Synopsis
Despite the paucity of population-based research on the health status and health needs of lesbian, gay, bisexual and transgender (LGBT) individuals, there is evidence of health disparities between sexual minority and heterosexual populations. Although the focus of LGBT health research has been HIV/AIDS and sexually transmitted infection among men who have sex with men, there is some documentation of health disparities among sexual minority women, with sexual minority women reporting poorer mental and physical health, in addition to less access to and less health care utilization. Using the minority stress framework, these disparities may be due in part to individual prejudice, social stigma and discrimination. To ensure equitable health for all, there is urgent need for targeted culturally sensitive health promotion, cultural sensitivity training for healthcare providers and intervention focused research.

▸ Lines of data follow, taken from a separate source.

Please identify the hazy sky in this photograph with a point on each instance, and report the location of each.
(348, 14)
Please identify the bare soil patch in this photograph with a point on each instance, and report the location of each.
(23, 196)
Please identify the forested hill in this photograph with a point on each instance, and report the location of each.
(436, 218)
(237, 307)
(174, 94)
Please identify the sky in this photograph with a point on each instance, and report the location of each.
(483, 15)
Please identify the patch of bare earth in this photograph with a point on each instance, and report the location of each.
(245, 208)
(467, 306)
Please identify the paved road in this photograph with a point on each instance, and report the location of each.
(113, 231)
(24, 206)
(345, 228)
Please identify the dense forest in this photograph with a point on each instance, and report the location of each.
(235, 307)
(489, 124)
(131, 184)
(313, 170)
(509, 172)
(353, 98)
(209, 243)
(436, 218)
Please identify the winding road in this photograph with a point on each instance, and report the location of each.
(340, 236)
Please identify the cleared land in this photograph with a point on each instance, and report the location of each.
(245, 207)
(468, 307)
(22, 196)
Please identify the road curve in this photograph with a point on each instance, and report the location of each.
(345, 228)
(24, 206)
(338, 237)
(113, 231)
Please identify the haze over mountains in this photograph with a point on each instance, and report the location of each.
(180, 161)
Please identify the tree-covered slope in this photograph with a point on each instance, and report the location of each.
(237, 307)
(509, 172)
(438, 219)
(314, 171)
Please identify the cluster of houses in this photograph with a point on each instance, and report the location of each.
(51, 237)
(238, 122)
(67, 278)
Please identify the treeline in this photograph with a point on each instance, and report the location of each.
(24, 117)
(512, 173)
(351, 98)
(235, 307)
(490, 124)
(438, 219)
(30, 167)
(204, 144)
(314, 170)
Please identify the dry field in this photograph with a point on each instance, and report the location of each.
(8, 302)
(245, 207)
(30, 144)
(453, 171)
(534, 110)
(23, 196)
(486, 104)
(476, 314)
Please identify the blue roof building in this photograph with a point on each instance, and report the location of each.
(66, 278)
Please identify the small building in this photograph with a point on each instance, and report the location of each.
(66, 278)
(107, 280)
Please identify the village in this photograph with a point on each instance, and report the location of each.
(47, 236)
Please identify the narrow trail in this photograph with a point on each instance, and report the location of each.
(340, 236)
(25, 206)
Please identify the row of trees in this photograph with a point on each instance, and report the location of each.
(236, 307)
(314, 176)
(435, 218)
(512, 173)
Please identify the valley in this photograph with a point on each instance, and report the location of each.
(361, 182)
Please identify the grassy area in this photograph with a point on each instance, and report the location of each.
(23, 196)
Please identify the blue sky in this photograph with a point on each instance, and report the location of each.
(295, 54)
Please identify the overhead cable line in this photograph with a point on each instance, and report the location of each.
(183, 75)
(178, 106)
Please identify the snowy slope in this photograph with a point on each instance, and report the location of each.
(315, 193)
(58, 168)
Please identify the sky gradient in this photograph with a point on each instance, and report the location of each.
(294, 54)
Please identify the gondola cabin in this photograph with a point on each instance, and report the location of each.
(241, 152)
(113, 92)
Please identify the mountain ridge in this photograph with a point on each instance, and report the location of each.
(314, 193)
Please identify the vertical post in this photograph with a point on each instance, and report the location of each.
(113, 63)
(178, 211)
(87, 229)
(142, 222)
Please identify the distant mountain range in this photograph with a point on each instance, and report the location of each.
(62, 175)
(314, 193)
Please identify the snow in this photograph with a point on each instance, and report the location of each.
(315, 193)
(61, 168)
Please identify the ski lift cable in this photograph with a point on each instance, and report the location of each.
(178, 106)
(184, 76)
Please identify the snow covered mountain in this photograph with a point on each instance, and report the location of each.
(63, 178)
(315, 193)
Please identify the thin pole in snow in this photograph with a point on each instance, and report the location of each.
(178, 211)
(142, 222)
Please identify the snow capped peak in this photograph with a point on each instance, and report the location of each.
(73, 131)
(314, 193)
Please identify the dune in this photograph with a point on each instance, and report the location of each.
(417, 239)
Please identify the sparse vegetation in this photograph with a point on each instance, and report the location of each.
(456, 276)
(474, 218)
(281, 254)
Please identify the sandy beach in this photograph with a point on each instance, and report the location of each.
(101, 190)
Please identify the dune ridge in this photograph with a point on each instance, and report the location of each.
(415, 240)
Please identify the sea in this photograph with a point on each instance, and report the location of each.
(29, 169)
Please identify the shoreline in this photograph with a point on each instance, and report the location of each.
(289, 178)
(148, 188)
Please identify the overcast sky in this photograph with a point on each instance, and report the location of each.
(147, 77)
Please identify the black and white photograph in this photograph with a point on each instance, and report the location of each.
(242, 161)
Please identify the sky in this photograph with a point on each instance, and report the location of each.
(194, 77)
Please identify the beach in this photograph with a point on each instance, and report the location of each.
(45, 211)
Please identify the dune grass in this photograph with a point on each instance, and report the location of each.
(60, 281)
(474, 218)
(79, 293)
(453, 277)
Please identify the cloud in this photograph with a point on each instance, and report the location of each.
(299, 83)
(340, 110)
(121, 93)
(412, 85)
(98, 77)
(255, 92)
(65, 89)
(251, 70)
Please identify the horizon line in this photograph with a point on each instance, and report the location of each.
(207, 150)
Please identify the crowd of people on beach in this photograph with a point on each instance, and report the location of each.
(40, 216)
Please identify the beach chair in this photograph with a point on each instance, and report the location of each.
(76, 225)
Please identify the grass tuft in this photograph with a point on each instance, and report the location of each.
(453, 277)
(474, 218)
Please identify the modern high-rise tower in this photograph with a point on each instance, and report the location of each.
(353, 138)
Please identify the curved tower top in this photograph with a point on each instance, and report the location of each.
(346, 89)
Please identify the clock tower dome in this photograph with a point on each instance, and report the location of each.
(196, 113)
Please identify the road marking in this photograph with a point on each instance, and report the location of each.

Keywords: Sexual minority, health disparity, intervention
Introduction
In the past decade, there has been significant emphasis on reducing disparities in health, resulting in substantial attention on race/ethnic, socio-economic and gender disparities, but very little on sexual orientation disparities. The lesbian, gay, bisexual and transgender [LGBT] community is becoming more visible in society and there has been substantial progress in the social acknowledgement of the LGBT community. Common terms used in LGBT health are shown in Box 1. A recent report by the United States Center for Health Statistics [NCHS] using 2013 National Health Interview Survey (NHIS) data stated that 1.6% of US adults 18 and older self-identify as gay or lesbian and 0.7% self-identify as bisexual.1 This was similar among men and women, except that a slightly higher proportion of women self-identified as bisexual (0.9% vs. 0.7%) when compared to men. Unfortunately, very little is known about the health status and health care needs of members of the LGBT community. Moreover, most of the research on LGBT health has focused on HIV/AIDS and other sexually transmitted infections [STIs] among sexual minority men i.e. men who have sex with men [MSM].2 Research on the health of sexual minority women (lesbians, bisexual and women who have sex with women) and transgender populations is limited.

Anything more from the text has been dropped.